IT beim VfB Stuttgart

130 Kennzahlen für 30000 Mitglieder

06.06.2006 von Lars Reppesgaard
Im Profifußball entscheidet nicht nur das Geschehen auf dem Platz über den Erfolg. Der Präsident des VfB Stuttgart, Erwin Staudt, steuert Strategie und Finanzen des Vereins mit Hilfe einer Balanced Scorecard und weiterer IT-Anwendungen.

Bei vielen Profivereinen in Deutschland hat sich inzwischen die Erkenntnis durchgesetzt, dass man für den Erfolg nicht nur Spieler braucht, die sich beim Kampf um den Ball durchsetzen, sondern auch eine professionelle, wirtschaftlich tragfähige Organisation.
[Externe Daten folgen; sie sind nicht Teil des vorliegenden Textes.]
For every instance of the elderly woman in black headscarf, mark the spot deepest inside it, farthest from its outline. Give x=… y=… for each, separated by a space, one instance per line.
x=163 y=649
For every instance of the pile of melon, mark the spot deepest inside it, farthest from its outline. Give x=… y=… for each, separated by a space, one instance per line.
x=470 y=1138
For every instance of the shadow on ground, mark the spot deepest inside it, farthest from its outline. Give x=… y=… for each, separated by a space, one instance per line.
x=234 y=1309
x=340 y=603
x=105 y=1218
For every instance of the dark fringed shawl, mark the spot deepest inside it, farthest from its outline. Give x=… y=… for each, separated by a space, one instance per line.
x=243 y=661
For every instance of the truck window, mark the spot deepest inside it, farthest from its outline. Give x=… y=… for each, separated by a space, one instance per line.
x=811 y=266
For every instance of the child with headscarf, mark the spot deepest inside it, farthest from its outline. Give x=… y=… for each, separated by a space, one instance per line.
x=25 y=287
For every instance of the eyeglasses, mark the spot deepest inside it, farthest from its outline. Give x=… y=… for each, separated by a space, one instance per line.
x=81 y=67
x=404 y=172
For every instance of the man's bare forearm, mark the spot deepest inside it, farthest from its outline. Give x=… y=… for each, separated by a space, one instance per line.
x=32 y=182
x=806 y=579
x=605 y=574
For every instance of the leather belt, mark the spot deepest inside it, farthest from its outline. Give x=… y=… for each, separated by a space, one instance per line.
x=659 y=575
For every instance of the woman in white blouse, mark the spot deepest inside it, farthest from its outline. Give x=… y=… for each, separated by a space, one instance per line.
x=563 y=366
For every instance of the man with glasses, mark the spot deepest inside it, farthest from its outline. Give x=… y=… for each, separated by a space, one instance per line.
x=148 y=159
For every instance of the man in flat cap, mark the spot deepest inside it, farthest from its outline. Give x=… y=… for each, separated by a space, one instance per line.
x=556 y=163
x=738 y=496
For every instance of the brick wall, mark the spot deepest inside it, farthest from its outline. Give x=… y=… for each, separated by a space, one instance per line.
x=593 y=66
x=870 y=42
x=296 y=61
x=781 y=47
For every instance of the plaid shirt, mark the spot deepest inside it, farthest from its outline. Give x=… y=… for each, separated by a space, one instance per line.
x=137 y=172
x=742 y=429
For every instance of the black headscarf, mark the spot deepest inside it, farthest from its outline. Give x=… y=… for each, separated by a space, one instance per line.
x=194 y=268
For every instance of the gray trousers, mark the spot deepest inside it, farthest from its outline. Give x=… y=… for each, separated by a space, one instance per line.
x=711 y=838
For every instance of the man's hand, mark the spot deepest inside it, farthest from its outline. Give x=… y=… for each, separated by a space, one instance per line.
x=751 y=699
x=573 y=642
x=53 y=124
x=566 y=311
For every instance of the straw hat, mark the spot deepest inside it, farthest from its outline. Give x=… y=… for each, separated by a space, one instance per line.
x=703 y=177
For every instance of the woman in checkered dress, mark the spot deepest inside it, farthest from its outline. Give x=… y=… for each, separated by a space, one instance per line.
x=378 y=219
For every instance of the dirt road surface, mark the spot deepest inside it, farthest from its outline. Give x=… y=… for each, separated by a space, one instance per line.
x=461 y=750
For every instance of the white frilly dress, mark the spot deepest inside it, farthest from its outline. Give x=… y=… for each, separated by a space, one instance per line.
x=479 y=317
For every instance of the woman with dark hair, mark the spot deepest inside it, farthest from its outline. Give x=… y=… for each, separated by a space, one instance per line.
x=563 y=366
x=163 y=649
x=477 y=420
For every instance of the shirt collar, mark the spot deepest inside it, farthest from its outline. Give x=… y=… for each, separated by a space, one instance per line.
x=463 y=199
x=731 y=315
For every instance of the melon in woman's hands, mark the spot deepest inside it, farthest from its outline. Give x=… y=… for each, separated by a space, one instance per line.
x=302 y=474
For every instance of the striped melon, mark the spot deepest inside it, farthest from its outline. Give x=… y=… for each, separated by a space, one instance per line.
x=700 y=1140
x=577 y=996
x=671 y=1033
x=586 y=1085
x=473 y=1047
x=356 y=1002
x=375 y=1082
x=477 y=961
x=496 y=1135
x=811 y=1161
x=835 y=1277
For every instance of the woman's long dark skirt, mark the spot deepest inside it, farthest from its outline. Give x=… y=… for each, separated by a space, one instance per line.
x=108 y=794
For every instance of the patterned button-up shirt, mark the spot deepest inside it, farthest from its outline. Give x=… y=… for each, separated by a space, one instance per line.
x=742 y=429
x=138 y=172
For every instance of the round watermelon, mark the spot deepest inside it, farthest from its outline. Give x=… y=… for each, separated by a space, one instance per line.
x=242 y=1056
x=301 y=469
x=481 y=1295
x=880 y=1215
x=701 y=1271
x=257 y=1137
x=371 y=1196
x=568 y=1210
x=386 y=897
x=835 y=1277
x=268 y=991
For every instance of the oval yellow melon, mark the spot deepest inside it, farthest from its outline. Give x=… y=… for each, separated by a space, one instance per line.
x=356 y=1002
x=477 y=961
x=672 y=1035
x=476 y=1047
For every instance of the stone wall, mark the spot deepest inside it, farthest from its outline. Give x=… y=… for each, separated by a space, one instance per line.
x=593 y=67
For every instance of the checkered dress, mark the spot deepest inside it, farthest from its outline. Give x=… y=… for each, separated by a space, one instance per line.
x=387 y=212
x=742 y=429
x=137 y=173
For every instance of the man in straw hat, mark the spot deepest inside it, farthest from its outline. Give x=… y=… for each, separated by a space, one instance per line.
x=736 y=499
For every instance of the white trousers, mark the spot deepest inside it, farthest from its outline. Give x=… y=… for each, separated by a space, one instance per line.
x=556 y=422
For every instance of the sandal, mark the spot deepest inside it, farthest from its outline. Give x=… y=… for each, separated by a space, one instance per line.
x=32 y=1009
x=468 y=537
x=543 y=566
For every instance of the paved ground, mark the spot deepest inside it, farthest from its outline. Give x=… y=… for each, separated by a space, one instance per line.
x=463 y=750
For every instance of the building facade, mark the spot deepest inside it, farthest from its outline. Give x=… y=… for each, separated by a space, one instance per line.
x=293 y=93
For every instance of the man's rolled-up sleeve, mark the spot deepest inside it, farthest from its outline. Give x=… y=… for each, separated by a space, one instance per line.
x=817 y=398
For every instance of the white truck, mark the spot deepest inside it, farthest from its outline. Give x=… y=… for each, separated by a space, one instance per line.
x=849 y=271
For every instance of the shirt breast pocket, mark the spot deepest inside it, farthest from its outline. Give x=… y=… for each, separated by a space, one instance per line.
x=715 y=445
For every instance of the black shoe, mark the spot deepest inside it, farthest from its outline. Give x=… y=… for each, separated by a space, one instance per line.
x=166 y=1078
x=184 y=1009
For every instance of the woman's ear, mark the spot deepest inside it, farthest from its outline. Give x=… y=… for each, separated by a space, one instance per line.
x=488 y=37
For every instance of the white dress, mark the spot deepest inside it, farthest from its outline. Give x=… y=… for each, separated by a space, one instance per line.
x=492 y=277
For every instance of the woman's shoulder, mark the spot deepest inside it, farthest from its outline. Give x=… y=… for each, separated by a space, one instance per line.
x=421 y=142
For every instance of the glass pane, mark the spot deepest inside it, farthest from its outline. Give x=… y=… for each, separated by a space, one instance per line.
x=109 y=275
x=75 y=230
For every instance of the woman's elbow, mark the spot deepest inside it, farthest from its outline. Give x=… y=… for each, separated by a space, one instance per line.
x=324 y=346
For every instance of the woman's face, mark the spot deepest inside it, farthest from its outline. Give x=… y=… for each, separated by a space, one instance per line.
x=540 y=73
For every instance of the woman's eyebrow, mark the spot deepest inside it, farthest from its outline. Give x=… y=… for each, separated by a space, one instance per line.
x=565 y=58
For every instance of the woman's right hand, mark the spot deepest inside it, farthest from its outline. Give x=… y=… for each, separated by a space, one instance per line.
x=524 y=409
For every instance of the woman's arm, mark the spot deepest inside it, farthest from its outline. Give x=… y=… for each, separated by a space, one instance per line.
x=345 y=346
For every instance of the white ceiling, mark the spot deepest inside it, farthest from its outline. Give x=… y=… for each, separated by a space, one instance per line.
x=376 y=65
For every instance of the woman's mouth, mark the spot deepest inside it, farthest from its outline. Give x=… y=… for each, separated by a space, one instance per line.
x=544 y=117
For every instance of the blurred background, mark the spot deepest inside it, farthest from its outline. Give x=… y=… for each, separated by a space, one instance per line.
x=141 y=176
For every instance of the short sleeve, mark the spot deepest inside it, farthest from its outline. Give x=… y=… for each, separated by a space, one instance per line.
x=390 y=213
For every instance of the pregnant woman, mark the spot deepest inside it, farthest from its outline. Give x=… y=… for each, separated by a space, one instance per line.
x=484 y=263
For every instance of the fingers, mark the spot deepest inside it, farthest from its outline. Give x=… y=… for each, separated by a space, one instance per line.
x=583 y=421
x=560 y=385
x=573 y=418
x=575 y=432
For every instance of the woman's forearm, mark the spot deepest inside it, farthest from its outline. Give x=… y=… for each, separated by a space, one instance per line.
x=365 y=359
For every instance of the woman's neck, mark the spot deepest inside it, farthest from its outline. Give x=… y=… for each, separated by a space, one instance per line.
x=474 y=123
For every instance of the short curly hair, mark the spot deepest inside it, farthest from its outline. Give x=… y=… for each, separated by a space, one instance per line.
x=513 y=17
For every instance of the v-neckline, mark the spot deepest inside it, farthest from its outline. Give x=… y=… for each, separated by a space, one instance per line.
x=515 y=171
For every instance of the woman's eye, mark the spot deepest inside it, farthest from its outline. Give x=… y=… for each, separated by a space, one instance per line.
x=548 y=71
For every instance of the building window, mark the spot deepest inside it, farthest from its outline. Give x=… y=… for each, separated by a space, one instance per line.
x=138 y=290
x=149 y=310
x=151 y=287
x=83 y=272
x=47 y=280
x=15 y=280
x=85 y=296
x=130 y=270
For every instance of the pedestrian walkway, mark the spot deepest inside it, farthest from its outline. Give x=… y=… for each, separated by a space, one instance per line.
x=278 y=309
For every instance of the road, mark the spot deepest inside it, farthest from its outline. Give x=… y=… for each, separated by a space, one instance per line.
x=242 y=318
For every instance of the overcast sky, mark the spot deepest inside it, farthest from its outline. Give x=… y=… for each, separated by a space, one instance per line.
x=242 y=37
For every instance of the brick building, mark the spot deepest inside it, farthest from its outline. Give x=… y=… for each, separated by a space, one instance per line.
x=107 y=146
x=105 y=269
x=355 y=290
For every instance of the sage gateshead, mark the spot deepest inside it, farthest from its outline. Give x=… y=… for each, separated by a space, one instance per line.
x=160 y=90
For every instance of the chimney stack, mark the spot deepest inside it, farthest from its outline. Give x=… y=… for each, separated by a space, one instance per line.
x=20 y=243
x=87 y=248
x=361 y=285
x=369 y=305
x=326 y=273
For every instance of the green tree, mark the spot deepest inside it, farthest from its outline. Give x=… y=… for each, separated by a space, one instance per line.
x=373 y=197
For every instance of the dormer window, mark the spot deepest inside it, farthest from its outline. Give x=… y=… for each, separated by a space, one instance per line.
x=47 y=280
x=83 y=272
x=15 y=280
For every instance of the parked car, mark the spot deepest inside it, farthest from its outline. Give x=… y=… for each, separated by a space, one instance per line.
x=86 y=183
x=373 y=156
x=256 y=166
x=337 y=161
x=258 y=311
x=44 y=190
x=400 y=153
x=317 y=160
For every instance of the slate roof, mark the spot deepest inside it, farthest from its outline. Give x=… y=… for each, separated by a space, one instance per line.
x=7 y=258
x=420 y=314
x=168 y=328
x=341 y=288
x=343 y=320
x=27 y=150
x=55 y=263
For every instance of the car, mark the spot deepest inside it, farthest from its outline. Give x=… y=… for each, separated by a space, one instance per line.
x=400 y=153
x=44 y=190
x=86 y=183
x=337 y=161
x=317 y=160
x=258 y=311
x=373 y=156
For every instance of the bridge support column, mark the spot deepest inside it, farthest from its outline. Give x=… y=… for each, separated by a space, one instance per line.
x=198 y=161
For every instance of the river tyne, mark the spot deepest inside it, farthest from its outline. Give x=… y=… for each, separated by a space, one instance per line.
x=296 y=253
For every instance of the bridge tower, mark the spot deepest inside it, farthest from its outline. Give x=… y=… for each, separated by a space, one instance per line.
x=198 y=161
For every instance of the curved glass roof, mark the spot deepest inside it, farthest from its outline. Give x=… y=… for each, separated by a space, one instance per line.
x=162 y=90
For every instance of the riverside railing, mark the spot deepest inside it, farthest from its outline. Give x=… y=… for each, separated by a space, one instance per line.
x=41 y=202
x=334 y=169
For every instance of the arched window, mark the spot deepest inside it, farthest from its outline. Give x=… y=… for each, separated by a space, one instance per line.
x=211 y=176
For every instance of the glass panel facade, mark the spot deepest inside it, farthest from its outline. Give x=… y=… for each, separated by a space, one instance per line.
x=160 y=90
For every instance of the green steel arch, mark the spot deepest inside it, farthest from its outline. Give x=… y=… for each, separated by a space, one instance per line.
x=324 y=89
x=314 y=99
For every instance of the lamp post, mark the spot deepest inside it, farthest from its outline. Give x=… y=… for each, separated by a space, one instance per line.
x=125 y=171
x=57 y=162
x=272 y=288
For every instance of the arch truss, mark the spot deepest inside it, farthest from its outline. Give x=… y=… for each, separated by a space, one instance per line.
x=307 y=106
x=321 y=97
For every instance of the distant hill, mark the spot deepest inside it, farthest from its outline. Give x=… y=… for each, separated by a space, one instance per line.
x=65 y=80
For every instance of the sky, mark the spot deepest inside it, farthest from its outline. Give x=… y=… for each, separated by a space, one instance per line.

Der Umbau des eingetragenen Vereins alter Prägung zu einem zukunftsorientierten Unternehmen wird nirgends so konsequent mit Hilfe der IT vorangetrieben wie beim VfB Stuttgart 1893 e.V.

Für viele Fußballfans ist der Mann hinter den IT-Initiativen ein Unbekannter. Jedem CIO dürfte dagegen der langjährige Chef von IBM-Deutschland, Erwin Staudt, ein Begriff sein. Im Sommer 2003 wurde der ehemalige Linksaußen, der sich viele Jahre ehrenamtlich im Amateurfußball engagiert hat und zuletzt als Vorsitzender des TSV Eltingen arbeitete, von den VfB-Mitgliedern zum Präsidenten gewählt. Vor der Ära Staudt setzten die Schwaben lediglich auf eine ERP-Lösung von Navision und ein Ticketsystem von CTS, um die Profiabteilung des Vereins zu unterstützen.

Staudts erstes Projekt war Anfang 2004 eine IT-gestützte Balanced-Scorecard-Lösung. Mit ihr werden die strategischen Ziele konkretisiert und durch Kennzahlen steuerbar gemacht. Unternehmen wie Siemens, Bosch oder BASF setzen schon lange auf das vor rund zehn Jahren von den Amerikanern David Norton und Robert Kaplan entwickelte Steuerungssystem. Während diese Unternehmen beim Identifizieren der Kennzahlen jedoch auf die Erfahrungen von Mitbewerbern aus der gleichen Branche zurückgreifen können, betrat der VfB beim Thema BSC im Profifußball Neuland. „Das gab es bisher noch nicht“, erinnert sich Alex Wehrle, der in der Stabsabteilung das VfB für das BSC-System verantwortlich ist.

Am Anfang der BSC-Entwicklung stand die Erarbeitung der notwendigen Kennzahlen.Wie aber misst man, ob ein Fußballverein gut arbeitet? Tabellenstände und Transfersummen, Gehaltsausgaben und Zuschauerzahlen lässt der VfB selbstverständlich in die Leistungsmessungen einfließen.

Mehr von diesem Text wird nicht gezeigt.